深井 雅海著
中公新書1073
2008年3月5日8版
先日読んだ、江戸城 本丸御殿と幕府政治(中公新書1945)がとても面白かったので、同じ著者による本書を読んでみました。御庭番と言えば隠密、東西冷戦下につくられた娯楽作品では、大名領国に入り込みスパイのような活動をしていたかのように描かれていた印象があります。本書は実態がそうではなかったことを史料を示して明らかにしてくれています。まず、徳川監察政治と御庭番という章には、吉宗が将軍に就任して御庭番が作られる以前にも、伊賀者、目付、大目付、諸国巡検使、国目付といった役職が情報収集活動に携わっていたことが書かれています。しかし、これらは将軍直属という性質を失ったり、また大目付のように殿中の式部官的な存在に変質していったりなど、江戸中期には「将軍の耳と目」という役割を果たすことができなくなっていきました。そこで、宗家を次いだ将軍吉宗は、紀州藩主時代から近習を「将軍の官邸にあたる中奥の長官」である御側御用取次に任命しましたが、同じく紀州藩時代に隠密として使っていた役職の人たちを御庭番として活用し始めました。

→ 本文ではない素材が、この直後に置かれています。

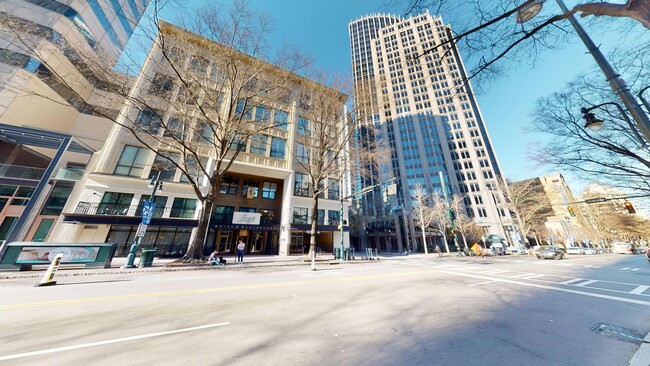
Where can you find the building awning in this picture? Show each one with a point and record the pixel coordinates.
(125, 220)
(36, 137)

御庭番は、将軍が老中以下の行政機構に対抗し、幕政の主導権を握る際の重要な手段としての機能を持ち、その役割は幕末まで維持されたのである
と、著者は指摘しています。専制君主であるはずの将軍も独自に情報を得なければ幕政の主導権を握れないことを、紀州藩主時代の経験から吉宗さんは自覚していて、御庭番的な役職を作り出すことにしたのは確かでしょう。しかし、その後の将軍もふくめて将軍一般について幕政の主導権を握る際の重要な手段だったといえるのかどうかには、少し疑問も感じます。一つは、吉宗さんは自分のためだけに情報収集をしてくれる人を用意したわけで、自分の子孫たちのことまで考えていたのかどうかはっきりしないこと。たまたまその職・制度が廃止されずに幕末まで続いてしまったと言うことですよね。また、史実では吉宗ほど優秀で幕政の主導権を握ろうとしていた将軍ばかりが続いたわけではありません。本書にも
御庭番の勤め向きの再把握と新たな指令は、将軍補佐役である松平定信が、こうした情報を収集するために、将軍の名を体して御庭番を活用しようとした
と書かれているように、将軍は権力をもつ存在ではあっても、やはり常にリーダーシップをとれたわけではないようですから。
御庭番の情報収集活動が、江戸向地廻り御用と遠国御用について、それぞれ具体例をあげて説明されています。前者では例えば天明七年の江戸打ちこわしに関する風聞書が挙げられ、騒動の原因として月番の江戸町奉行の対応に問題があったことが報告されていて、彼はその後に更迭されてしまったのだそうです。以前読んだ岩波文庫の旧事諮問録の下巻にも御庭番について経験者の談話が載せられていました。本書にも旧事諮問録からの引用がありますが、本書の優れている点は、御庭番の歴史、就任した家筋などの基礎的な知識を踏まえた上で、具体的な例の説明として引かれている点で、旧事諮問録を読んだだけでは漠然としていたものが、とても理解しやすくなっています。
遠国御用の例としては、薩摩藩を対象とした探索の記録から、下命や復命の式次第、準備の様子、九州下向の旅程と日数、かかった費用、報告書作成の実際などが細かく説明されていました。これは調査に赴いた人がおぼえのための手記を残していて、それが現在にまで伝わったからわかることで、なかなか希有な史料ですよね。
それでも実際の調査をどんな風に行ったのか、誰にインタビューしたのか、誰の談話を重視したのかなどは、史料の限界からか今ひとつはっきりしません。現代のジャーナリストによるルポルタージュを読む際にも、これらを踏まえることが重要だ思いますが、御庭番の報告書(風聞書)を読む際にもそれは無視できないかなと思うので。特に、薩摩藩の調査旅行では薩摩藩領内にはふみこめていなかったそうなので。